Oliver Mollitt (210069747) - Newcastle University
In the development of Large Language Models (LLMs), the world has seen an increase in an overreliance on artificial intelligence. This overreliance brings the risk of students in the educational institution using artificial intelligence in everyday life without learning any programming skills. Risks of hallucinations, where the response from the LLM is incorrect and could also be harmful is a serious risk considered. This project uses clear and precise prompts to submit coding assignments along with the student’s code to receive responses in a readable format that allows the response to be read and stored in the project’s database.

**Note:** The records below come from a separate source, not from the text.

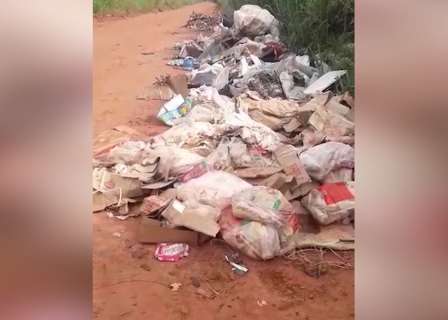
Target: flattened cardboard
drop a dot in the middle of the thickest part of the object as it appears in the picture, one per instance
(179, 215)
(288, 159)
(152, 231)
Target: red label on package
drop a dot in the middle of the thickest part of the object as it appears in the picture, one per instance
(335, 192)
(171, 252)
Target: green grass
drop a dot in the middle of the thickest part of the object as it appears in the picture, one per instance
(320, 28)
(102, 7)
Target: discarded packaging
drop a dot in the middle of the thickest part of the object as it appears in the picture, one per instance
(171, 252)
(155, 231)
(331, 202)
(288, 158)
(238, 268)
(267, 206)
(200, 218)
(320, 160)
(324, 82)
(255, 239)
(176, 108)
(215, 188)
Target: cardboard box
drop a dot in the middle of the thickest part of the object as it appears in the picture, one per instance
(152, 231)
(289, 160)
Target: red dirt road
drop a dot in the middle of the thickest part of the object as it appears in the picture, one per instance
(127, 287)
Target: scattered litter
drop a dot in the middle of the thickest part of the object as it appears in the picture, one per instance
(331, 202)
(195, 282)
(324, 82)
(171, 252)
(204, 293)
(146, 267)
(256, 140)
(203, 22)
(236, 267)
(138, 251)
(176, 108)
(261, 303)
(175, 286)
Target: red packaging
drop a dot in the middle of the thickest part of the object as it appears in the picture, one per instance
(171, 252)
(335, 192)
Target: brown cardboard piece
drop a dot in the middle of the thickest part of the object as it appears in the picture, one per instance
(288, 159)
(153, 231)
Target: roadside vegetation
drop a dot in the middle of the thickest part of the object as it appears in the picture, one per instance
(103, 7)
(320, 28)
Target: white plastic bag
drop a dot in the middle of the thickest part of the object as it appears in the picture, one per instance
(174, 160)
(320, 160)
(331, 202)
(215, 188)
(267, 206)
(255, 239)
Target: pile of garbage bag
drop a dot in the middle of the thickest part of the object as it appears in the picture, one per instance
(256, 142)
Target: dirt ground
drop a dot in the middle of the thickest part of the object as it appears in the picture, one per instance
(129, 284)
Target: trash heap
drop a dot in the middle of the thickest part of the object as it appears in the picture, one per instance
(203, 22)
(258, 149)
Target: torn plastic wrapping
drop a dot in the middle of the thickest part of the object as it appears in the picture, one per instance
(255, 117)
(331, 202)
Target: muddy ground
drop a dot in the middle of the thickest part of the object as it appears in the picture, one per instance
(129, 283)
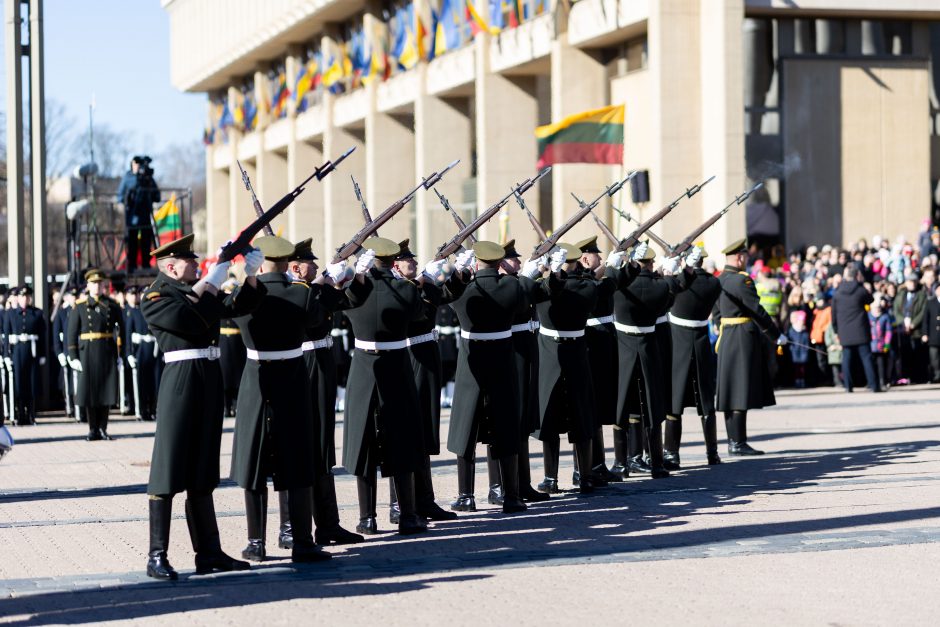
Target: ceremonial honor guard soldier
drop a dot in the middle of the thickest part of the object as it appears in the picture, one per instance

This project aims to create a web application that allows teachers to set programming assignments to students, and for artificial intelligence to help mark the code submissions. The LLM implemented uses finely-tuned prompts to retrieve the code and provide accurate and detailed responses back to both teachers and students. To help mitigate the risk of hallucinations produced by the LLM, teachers are allowed to change the feedback and response of the LLM as well as providing a final grade for students. The results of this project show that the usage of artificial intelligence for coding can be a useful tool for teaching, and shows how fine-tuning LLMs can lead to a significant increase in response accuracy, clarity and precision. The main conclusion from this dissertation is that the usage of artificial intelligence to help teach programming in the educational institution is feasible, yet delicate.